İçim yanıyor Osman Hocam, seni nasıl anlatsam?

Yıllarca “Kümbet” dergisini başarıyla çıkardı. Memleketin her köşesindeki dergilerle, yazar ve şairlerle irtibat kurdu. Şiir programları düzenledi. Bitmek bilmeyen bir enerjisi vardı. Her yere yetişmek, her şeyi yapmak arzusu onu yoruyordu. Defalarca uyardım kendisini. “Çok iş yapıyorsun, kendini çok yoruyorsun. Bu kadar fedakâr olmana gerek yok. Uğraştığın işlerin yarısını bırak” derdim. Tebessüm eder, “Haklısın” der, fakat yine her yere giderdi.

BİLİRSİNİZ, çok özel zamanlar vardır; o anlarda ne yapacağınızı, ne diyeceğinizi şaşırırsınız; eliniz, ayağınız birbirine dolanır. Konuşamaz, ağlayamaz, sonucu değiştiremezsiniz; başınıza bir ağrı çöker, yutkunur durursunuz…
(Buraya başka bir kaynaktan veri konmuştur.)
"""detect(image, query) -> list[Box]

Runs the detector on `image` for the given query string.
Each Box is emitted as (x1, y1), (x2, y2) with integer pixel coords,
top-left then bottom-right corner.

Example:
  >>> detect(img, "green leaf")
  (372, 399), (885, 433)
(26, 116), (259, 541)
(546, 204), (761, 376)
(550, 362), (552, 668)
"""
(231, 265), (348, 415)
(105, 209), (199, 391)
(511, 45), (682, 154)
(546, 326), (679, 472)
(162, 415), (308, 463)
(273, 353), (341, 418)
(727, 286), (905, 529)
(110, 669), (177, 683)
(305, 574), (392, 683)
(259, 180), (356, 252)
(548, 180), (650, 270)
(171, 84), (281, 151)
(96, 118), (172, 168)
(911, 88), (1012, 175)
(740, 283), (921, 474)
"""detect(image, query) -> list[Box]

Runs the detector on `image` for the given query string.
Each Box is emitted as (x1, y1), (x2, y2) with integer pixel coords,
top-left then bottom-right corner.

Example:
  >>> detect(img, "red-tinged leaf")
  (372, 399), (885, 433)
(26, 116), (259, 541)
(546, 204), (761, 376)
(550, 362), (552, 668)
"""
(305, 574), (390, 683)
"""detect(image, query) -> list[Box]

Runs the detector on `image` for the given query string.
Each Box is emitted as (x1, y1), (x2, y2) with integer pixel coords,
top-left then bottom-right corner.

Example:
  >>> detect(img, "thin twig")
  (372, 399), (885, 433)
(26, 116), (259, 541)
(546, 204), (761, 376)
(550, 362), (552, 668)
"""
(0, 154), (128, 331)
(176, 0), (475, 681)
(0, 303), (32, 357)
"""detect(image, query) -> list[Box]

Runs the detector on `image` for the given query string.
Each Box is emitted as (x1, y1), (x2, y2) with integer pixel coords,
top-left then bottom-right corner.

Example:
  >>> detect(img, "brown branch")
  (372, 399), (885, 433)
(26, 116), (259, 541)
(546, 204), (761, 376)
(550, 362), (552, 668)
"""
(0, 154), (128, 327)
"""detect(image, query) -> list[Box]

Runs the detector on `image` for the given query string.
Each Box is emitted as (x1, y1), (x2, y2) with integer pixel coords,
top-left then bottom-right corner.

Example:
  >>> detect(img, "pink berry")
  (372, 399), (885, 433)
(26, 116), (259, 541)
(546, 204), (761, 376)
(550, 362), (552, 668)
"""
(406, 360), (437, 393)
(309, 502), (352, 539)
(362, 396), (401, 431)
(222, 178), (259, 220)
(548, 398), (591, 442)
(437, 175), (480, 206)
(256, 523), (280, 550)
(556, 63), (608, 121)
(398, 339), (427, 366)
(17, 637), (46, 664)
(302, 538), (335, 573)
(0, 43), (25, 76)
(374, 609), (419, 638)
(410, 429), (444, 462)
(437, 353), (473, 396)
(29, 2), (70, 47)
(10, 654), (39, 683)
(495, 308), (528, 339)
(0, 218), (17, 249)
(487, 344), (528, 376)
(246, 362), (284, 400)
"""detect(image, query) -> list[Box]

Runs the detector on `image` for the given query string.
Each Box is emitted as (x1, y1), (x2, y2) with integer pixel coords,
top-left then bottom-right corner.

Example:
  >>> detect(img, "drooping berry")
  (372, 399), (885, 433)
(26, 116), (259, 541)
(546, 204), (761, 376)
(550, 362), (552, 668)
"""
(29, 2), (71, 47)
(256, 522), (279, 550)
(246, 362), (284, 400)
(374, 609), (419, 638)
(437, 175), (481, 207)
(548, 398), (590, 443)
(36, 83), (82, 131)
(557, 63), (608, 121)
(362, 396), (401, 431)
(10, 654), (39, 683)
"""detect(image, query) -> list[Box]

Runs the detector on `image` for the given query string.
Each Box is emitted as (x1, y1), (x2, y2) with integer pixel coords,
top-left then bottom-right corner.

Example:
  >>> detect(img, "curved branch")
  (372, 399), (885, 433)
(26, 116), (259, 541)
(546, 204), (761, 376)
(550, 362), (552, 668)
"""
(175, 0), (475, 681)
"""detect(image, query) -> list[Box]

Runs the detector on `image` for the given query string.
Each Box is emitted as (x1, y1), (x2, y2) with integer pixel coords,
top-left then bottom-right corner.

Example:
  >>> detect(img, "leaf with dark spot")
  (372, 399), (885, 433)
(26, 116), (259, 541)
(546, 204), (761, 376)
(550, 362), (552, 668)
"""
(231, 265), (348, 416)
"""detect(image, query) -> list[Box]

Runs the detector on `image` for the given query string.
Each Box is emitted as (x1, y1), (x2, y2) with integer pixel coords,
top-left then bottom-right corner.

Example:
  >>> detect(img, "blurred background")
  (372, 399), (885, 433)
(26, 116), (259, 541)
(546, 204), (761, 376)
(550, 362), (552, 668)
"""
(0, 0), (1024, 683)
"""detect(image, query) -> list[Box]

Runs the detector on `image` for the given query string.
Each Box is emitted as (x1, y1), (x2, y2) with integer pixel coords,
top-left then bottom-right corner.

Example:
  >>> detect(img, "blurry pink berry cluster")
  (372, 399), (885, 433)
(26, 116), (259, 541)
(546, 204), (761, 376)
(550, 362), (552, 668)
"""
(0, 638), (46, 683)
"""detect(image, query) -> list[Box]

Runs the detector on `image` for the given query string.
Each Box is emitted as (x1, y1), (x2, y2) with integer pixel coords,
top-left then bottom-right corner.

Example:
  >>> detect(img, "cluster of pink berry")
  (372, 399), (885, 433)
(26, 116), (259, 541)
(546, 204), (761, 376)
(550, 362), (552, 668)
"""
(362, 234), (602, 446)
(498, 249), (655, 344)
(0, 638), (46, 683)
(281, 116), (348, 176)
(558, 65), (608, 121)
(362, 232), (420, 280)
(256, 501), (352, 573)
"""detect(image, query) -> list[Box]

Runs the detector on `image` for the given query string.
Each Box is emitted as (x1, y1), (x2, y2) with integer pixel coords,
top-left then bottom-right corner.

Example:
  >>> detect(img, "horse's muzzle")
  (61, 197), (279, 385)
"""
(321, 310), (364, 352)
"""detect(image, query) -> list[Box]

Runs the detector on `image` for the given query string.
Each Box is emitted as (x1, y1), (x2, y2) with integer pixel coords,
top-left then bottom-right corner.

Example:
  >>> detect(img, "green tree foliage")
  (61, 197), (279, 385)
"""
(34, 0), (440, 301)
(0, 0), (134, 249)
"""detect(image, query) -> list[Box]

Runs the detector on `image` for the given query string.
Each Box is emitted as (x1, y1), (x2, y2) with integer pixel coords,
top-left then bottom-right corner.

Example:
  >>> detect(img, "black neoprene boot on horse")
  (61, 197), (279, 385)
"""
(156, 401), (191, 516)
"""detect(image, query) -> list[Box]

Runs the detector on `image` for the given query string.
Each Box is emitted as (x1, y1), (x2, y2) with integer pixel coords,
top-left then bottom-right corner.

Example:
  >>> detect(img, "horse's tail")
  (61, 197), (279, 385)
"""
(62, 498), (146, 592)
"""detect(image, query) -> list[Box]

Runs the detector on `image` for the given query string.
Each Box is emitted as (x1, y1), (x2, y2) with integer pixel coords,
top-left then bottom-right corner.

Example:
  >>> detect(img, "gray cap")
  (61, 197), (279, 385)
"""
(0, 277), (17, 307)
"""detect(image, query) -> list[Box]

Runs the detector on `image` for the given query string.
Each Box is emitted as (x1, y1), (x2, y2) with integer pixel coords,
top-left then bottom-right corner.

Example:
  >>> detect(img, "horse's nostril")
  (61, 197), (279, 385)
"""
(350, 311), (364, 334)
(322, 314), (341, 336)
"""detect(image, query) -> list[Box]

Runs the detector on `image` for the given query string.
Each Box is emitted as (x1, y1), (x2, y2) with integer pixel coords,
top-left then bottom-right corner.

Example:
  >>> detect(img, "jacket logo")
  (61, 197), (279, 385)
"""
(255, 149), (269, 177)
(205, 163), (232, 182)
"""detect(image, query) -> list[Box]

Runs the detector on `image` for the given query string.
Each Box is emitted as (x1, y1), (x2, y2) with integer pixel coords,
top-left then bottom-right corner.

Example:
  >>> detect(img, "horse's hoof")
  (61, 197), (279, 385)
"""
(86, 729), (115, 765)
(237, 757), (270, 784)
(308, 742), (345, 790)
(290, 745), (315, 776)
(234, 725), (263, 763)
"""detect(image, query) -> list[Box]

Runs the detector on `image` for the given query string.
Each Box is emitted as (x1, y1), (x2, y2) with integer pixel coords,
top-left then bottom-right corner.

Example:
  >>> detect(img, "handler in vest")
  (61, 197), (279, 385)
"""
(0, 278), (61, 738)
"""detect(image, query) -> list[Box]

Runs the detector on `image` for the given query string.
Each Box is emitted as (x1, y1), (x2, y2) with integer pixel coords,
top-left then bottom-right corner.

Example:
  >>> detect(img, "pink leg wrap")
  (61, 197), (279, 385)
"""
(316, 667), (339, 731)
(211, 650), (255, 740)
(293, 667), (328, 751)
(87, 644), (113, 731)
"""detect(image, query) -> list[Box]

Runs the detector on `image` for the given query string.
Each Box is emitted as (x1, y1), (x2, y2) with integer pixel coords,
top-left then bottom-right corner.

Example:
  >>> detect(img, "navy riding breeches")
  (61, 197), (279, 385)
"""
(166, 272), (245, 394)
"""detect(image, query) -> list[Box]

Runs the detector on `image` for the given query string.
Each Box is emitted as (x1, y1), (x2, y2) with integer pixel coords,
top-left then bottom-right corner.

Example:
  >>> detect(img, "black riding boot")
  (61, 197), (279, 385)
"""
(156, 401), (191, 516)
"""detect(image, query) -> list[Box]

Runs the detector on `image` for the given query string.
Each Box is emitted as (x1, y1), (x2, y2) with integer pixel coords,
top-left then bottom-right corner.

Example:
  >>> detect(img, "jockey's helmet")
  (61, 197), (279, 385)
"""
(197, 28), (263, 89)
Can arkadaşım, değerli dostum, şair-yazar Osman Baş’ın vefat haberini duyduğum zaman, başta ifade ettiğim hâller başıma geldi. İçim yandı, gözlerim doldu, tıkandım kaldım!

Birkaç günden beri Covid-19’dan dolayı Tokat’taki hastanenin yoğun bakım ünitesinde uyutulduğunu öğrenmiştik. Duâ ediyorduk bu menhus hastalığı yenip tekrar aramıza dönmesi için. Maalesef isteğimiz olmadı, vücûdu daha fazla mücadele edemedi bu illetle. Ömrü bu kadarmış demek ki…

Telefon kayıtlarıma baktım, en son 30 Kasım’da konuşmuşuz; hem de birkaç defa. Çoğunlukla o arardı. Bir şiir yazdığını söyledi ve okudu. Yazdığı şiirleri önce bana okurdu; “Senin onayın olmadan yayımlamam” derdi. Şiirin bazı dizeleri güzel olmamıştı. “Beğenmediğin yerleri düzelt, her türlü yetkiyi veriyorum” dedi. Ben de 5-6 dizeyi değiştirdim. Telefonda okudum, çok beğendi, memnun oldu ve hemen sosyal medyada paylaştı. Şiirin altında katkımdan dolayı bana teşekkür etmişti, duygulanmadığımı söylesem yalan olur.

 

Osman Baş, yazmayı çok severdi; şiir, hikâye, deneme, anı, gezi yazısı türlerinde yayımlanmış kitapları vardı. Yaklaşık bir yıldan beri de Kültür Ajanda dergisinde yazıyordu. Edebiyat onun için bir aşktı. Edebiyatla ilgisi olan her şeyi ve herkesi severdi. Beni çok sevmesinin nedeni, belki de edebiyat öğretmeni olduğum içindir.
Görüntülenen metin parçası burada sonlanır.